Com vimos anteriormente, prefácios, epígrafes e provérbios, enquanto paratextos, são esses elementos mínimos da escrita que, rompendo com a relação entre texto externo e interno das estórias de Tutaméia, quebram a linearidade da escrita topográfica e propõem uma escrita topológica, como quer Compagnon. Com relação às epígrafes, Compagnon afirma que nelas o autor mostra as cartas. Afirma ainda o crítico que elas são como “um grito, uma palavra inicial, um limpar de garganta antes de começar realmente a falar, um prelúdio ou

uma confissão de fé: eis aqui a única proposição que manterei como premissa, não preciso de mais nada para me lançar.” (COMPAGNON, 1996b, p. 78, grifo nosso).

A comparação da epígrafe a um “limpar de garganta antes de começar a falar” nos leva a analisar dois contos de Tutaméia que contêm elementos ligados ao corpo, Orientação e Intruge-se. Neles vamos encontrar nicas, isto é, miúdos textuais que escapam à fala. Nao consideramos essas nicas como paratextos no sentido estrito.
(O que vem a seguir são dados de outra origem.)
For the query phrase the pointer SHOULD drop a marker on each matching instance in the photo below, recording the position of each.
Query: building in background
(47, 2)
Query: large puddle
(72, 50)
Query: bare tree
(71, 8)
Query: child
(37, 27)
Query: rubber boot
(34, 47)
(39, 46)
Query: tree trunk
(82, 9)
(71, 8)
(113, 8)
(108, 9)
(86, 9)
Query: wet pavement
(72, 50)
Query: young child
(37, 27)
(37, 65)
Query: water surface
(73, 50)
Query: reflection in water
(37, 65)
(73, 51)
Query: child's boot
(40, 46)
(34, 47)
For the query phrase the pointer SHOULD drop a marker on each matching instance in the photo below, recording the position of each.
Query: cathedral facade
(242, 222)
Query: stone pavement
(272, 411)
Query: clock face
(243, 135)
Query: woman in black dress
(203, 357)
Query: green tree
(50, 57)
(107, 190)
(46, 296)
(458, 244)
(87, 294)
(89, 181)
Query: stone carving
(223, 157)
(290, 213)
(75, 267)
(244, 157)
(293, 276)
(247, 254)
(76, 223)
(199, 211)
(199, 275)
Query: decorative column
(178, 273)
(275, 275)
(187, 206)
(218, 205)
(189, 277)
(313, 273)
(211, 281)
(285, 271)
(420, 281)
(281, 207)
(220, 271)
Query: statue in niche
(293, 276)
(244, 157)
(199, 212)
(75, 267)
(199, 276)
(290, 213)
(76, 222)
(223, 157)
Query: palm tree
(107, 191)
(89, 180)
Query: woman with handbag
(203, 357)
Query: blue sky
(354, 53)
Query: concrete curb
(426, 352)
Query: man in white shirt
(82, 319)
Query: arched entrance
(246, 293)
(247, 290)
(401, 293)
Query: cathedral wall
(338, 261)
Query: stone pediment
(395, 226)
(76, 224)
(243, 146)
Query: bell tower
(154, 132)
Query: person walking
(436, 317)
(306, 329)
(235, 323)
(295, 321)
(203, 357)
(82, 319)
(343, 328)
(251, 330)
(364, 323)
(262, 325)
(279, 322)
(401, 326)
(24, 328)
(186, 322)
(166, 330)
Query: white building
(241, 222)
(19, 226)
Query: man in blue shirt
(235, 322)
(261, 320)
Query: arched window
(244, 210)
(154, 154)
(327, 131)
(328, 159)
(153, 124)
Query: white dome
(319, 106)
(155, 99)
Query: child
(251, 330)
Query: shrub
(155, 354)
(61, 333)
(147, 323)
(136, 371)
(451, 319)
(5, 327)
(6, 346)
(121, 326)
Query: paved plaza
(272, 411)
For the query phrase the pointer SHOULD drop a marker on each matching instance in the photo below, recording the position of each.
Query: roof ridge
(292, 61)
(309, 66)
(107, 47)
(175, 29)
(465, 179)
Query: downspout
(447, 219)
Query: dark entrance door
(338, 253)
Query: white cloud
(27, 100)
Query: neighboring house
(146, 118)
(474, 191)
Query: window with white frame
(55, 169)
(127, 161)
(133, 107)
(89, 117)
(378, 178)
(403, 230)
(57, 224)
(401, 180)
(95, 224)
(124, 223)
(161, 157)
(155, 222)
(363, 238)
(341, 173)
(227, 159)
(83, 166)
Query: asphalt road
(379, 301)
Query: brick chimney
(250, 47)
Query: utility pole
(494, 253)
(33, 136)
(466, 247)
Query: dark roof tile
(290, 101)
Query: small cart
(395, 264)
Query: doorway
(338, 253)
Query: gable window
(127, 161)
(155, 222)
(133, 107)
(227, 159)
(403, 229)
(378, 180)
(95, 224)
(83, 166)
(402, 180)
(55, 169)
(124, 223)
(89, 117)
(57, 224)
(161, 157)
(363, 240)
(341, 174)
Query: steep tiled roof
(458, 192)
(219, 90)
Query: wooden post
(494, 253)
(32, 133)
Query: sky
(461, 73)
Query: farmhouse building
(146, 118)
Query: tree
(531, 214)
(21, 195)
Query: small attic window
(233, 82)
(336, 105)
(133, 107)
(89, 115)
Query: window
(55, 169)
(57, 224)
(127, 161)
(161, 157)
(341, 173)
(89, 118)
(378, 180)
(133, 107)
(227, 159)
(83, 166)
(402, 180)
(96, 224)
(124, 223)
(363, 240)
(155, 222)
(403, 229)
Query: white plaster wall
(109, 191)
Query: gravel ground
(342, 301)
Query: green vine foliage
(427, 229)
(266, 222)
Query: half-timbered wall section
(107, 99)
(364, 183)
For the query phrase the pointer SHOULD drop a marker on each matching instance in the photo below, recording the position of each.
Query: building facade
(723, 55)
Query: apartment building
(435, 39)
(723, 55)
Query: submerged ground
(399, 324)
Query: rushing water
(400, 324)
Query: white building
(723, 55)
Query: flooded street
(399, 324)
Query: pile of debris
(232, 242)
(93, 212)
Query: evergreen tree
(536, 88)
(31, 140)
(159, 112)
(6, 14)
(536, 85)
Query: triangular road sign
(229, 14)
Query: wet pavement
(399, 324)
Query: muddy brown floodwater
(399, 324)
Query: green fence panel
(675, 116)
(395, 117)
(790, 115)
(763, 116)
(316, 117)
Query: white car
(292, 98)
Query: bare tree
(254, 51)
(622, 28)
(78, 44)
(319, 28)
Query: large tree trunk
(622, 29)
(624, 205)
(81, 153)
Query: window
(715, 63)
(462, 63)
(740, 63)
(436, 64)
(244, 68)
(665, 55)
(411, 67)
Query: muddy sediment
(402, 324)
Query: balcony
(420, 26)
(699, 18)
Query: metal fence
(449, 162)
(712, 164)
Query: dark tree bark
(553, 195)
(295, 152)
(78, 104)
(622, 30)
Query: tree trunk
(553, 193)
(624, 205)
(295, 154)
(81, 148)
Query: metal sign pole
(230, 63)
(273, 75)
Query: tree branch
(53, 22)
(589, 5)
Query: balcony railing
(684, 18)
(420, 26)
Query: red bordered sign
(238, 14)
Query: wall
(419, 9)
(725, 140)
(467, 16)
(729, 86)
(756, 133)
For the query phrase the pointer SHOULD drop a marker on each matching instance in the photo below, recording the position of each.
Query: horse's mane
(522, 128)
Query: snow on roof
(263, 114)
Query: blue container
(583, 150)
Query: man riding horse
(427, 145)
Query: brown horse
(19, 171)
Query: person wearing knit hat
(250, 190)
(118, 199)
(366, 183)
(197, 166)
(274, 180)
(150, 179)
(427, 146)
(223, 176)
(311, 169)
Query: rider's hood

No entanto, elas têm certa relação com eles, na medida em que funcionam como elementos mínimos, isto é, dejetos que não trazem um significado, mas são fundamentais para resgatar o corpo, que muitas vezes se perde na escrita, como já apontou Barthes. Vale a pena aqui reler a citação do semiólogo francês, já citada por nós no terceiro capítulo:

Compreende-se, por essas poucas observações, que o que se perde na transcrição é pura e simplesmente o corpo – pelo menos esse corpo exterior (contingente que, em situação de diálogo, lança para outro corpo, tão frágil (ou assustado) quanto ele, mensagens intelectuais vazias, cuja única função é, de certa forma, agarrar o outro (até mesmo no seu sentido prostitutivo do termo) e mantê-lo em seu estado de parceiro. (BARTHES, 2004a, p. 4).

Barthes (2004a, p. 7) faz referência ainda à viagem do corpo através da línguagem, que nas três práticas (fala, escrito, escrita) vão modulando, cada uma a seu modo. São esses elementos do corpo que se perdem na escrita que nos interessam marcar aqui em alguns contos de Tutaméia. Eles têm algo em comum com a letra, não têm significado, mas pretendem manter um contato com o outro, aproximando-se do que Roman Jakobson chamou de função fática da linguagem.